Rebecca Onie describes her mission as “bringing Google to life” for low-income people in need of services. Her Boston-based organization Health Leads recruits thousands of college students to assist low-income people in identifying and obtaining essential, non-medical services, such as food assistance, child care, job training, and fuel.

The program takes a much more holistic approach to resolving health issues than is standard practice. Its volunteers follow up with patients, looking at all aspects of their lives and addressing the small obstacles that medical officials may regard as trivial, but that can often impede improvement.

Onie, who was awarded a MacArthur Genius grant for her work, founded her organization in 1996 when she was a Harvard undergraduate. While there, she worked at Greater Boston Legal Services, where she was profoundly affected by the ways in which poverty affects health. She saw parents’ health deteriorate due to moldy, cockroach-infested housing and lack of heat. She saw children missing school and falling behind due to poverty-related illnesses. Yet she also believed that the medical establishment addressed only the final stages of the problem by prescribing medicine to treat these illnesses. In many cases, doctors felt helpless to intervene because they didn’t know how to address these deeper socioeconomic problems.

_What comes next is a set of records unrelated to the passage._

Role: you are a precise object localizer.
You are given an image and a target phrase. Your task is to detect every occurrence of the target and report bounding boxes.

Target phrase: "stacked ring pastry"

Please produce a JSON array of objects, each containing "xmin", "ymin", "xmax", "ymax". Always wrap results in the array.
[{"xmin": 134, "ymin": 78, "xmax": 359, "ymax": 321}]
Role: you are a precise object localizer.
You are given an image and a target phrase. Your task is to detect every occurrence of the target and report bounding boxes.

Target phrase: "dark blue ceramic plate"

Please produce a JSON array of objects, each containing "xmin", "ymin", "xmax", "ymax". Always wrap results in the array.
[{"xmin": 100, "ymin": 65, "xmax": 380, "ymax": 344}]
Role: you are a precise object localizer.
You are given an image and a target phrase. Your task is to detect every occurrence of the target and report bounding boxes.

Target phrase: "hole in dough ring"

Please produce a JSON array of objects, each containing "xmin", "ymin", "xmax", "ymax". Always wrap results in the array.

Volunteer college students play a vital role because they are trained in tracking down information. “Say your client is a Latina mother working two jobs,” she told The New York Times. “She needs food supplements. She has no transportation. Your job is to locate a food pantry within walking distance of her home that’s open after 8:00 p.m. and has a Spanish speaker on staff. That’s a perfect problem for a college student. It’s like a really fancy Google search.”

Currently, Heath Leads has about 1,000 volunteers, and they staff resource desks in the waiting rooms of 23 hospital clinics or health centers in East Coast cities. Doctors refer patients constantly to Health Leads and Onie’s organization has assisted almost 10,000 patients. Everyone needs a helping hand on occasion and, thanks to Rebecca Onie, low-income parents can get one as well.